Sabra Ahmadzai decided to go to India and file a criminal complaint against him.
Her case has become a cause célèbre – featured in daily newspapers and on TV in both India and Afghanistan. She has even met with India's home affairs minister and Afghanistan's ambassador to India.
And she has thousands of supporters. A recent demonstration by her supporters blocked traffic for five hours in New Delhi.
India is a very conservative country, slow to change. Dowry, female bondage and forced prostitution are common in some parts of India, especially rural areas. But a growing middle class is rethinking traditional attitudes.
In Kabul, Ahmadzai was scorned – even though village elders and her family had approved of her marriage to the physician. "After he left, women said I was a stigma and should take poison," Ahmadzai says. "Boys said they would marry me for 20 days, too. I decided to do something about it."
So she borrowed $3,300 and boarded a plane to India to find her delinquent husband. She found her husband in the Himalayan town of Pithoragarh, a two-day trip from Delhi.
Over the past two months, her case has been keenly watched and has stoked furious debates both about women's rights and the conduct of Indian soldiers abroad.
"People say there's no more need for a women's movement, but cases like Sabra's remind us we have a raison d'être," says Kavita Krishnan, general secretary of the All India Progressive Women's Association. "This is still a country where a chief minister recently stood up and criticized women who go to pubs.

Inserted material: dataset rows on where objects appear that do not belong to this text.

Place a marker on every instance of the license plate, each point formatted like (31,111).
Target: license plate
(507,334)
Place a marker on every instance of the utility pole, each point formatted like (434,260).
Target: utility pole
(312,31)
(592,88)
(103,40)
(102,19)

And it's still a place where the army protects its own against a woman like Sabra."
Ahmadzai met the 40-year-old Pant when she was helping out as a translator at the hospital where he worked. "This man three times came to my family to ask to marry me," she says.
"The first time, my father said it would not be right for me to marry outside our religion." But Pant pledged to convert to Islam and changed his name to Himmat Khan to appease Ahmadzai's father.
"My family eventually said I should do this because he had treated so many of our sick children and this was the right thing to do," Ahmadzai continues.
Essentially the man married her only so he could cheat on his wife.
But after she caught up to him in India she gave him three choices: she could move in with his family in India; his Indian family could move with them to Kabul; or he could travel to Kabul and grant her a divorce.
"He said no to all three and just wanted to give me some money," Ahmadzai says.
Days later, she filed a police complaint. Under Indian law, Pant faces as many as 10 years in prison if convicted of bigamy.
Pant now denies he ever married Ahmadzai and says the wedding photos and videos she has provided are photo-shopped fakes.
"But this will not go away. I will get justice," says Ahmadzai.